Am Ende der Passionsandacht stellt sich Alexander Röder in den Mittelgang der Kirche. Der groß gewachsene Mann mit dem vollen weißen Haar und dem stets freundlichen Gesicht hat für jeden einzelnen Besucher zum Abschied noch ein persönliches Wort. 42-mal fröhliches Händeschütteln. Die meist älteren Mitglieder dieser Hamburger Gemeinde, die weltweit bekannt ist, bedanken sich bei ihrem Hauptpastor für die vorösterlichen Gedanken über den Propheten Elija, die auch von Flucht und Vertreibung handeln.
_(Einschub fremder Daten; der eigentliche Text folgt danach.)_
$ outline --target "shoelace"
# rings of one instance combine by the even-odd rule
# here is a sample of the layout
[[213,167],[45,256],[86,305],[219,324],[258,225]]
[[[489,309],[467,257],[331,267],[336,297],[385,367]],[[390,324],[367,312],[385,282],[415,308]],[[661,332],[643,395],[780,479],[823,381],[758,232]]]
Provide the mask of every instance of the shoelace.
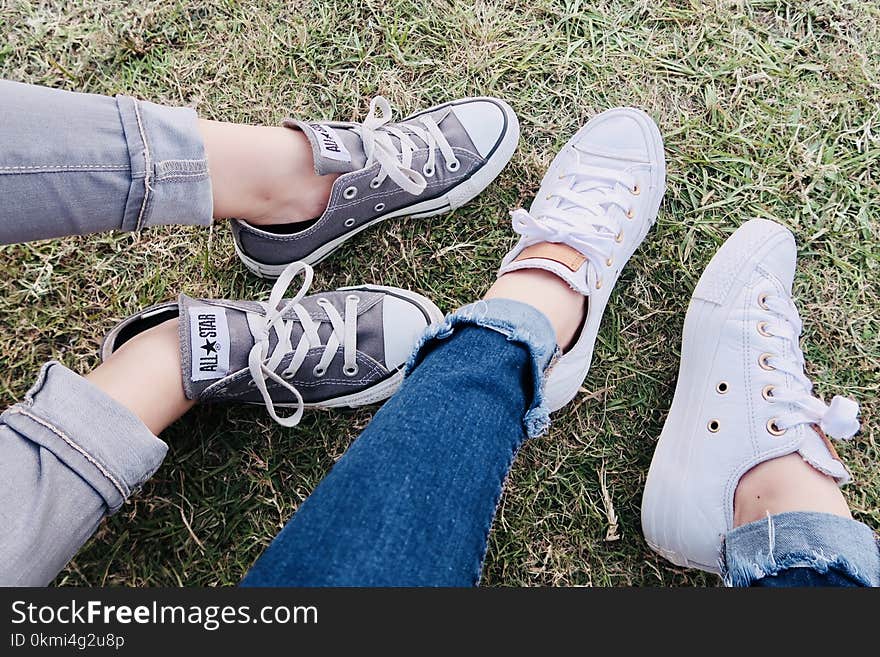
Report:
[[776,420],[777,428],[784,431],[799,424],[818,424],[827,435],[838,440],[849,440],[859,430],[859,405],[852,399],[838,395],[834,396],[831,404],[826,405],[813,396],[813,383],[804,374],[804,354],[799,344],[803,324],[797,308],[791,299],[776,295],[764,297],[763,305],[773,313],[777,321],[765,322],[761,328],[766,333],[786,340],[793,352],[790,359],[779,356],[767,359],[770,367],[790,374],[795,383],[787,390],[774,389],[770,397],[773,403],[793,404],[797,407]]
[[[391,178],[401,189],[418,196],[428,186],[425,178],[434,175],[437,149],[440,149],[446,167],[450,171],[458,170],[460,162],[433,118],[423,115],[415,119],[421,123],[421,126],[415,125],[414,122],[389,125],[392,117],[393,112],[389,102],[382,96],[376,96],[370,101],[367,118],[361,125],[352,128],[364,143],[364,154],[367,156],[365,166],[369,167],[376,162],[380,165],[379,174],[371,184],[378,187],[385,178]],[[428,147],[428,161],[422,167],[421,173],[412,168],[413,153],[420,147],[407,133],[415,135]],[[400,150],[391,138],[392,135],[397,137]]]
[[[303,273],[303,283],[299,291],[284,306],[279,308],[287,288],[301,272]],[[343,350],[343,372],[347,376],[357,374],[357,306],[359,299],[356,295],[352,294],[345,298],[344,318],[332,303],[323,298],[318,299],[318,305],[327,313],[327,318],[333,327],[330,336],[327,338],[327,343],[322,345],[321,338],[318,336],[318,327],[321,325],[321,322],[316,322],[312,319],[308,311],[299,303],[312,284],[313,278],[314,270],[309,265],[304,262],[291,263],[272,287],[269,300],[260,304],[265,309],[266,314],[247,314],[248,327],[255,340],[254,346],[248,354],[248,369],[250,370],[253,384],[263,397],[263,402],[266,404],[266,410],[269,412],[269,415],[283,427],[295,427],[302,419],[305,407],[302,395],[287,379],[292,379],[296,375],[306,356],[308,356],[310,349],[324,347],[321,359],[314,368],[315,376],[323,376],[324,372],[327,371],[330,362],[337,354],[340,344]],[[285,315],[290,312],[296,315],[303,329],[302,337],[300,337],[295,349],[290,339],[296,321],[284,319]],[[270,354],[270,335],[273,331],[278,342]],[[278,374],[275,369],[291,351],[293,352],[293,358],[290,364],[281,374]],[[293,415],[280,417],[275,411],[275,404],[268,390],[267,382],[269,380],[274,381],[293,394],[296,399],[296,411]]]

Und für die wunderbaren Orgeltöne von Kirchenmusikdirektor Manuel Gera, die diesen Mittwochabend auch zu einem 45-minütigen Klang-Fest gemacht haben.

Die Kollekte erbringt einen beträchtlichen Betrag für Fluchtpunkt, die kirchliche Hilfsstelle für Flüchtlinge. Damit sollen Ärzte unterstützt werden, die in Hamburg Menschen ohne Krankenversicherung behandeln.

Liste mit den Hamburger Oster-Gottesdiensten als PDF zum Herunterladen

Wir sind im Michel. Mit 2500 Sitzplätzen die größte Kirche der Stadt. Mit mehr als einer Million Besuchern pro Jahr längst auch ein wichtiger Wirtschaftsfaktor. Wahrzeichen und Touristenmagnet, Konzertsaal und Eventlocation, Kirche und Grabstätte, Geschichtsort, soziale Anlaufstelle und mittelständisches Unternehmen.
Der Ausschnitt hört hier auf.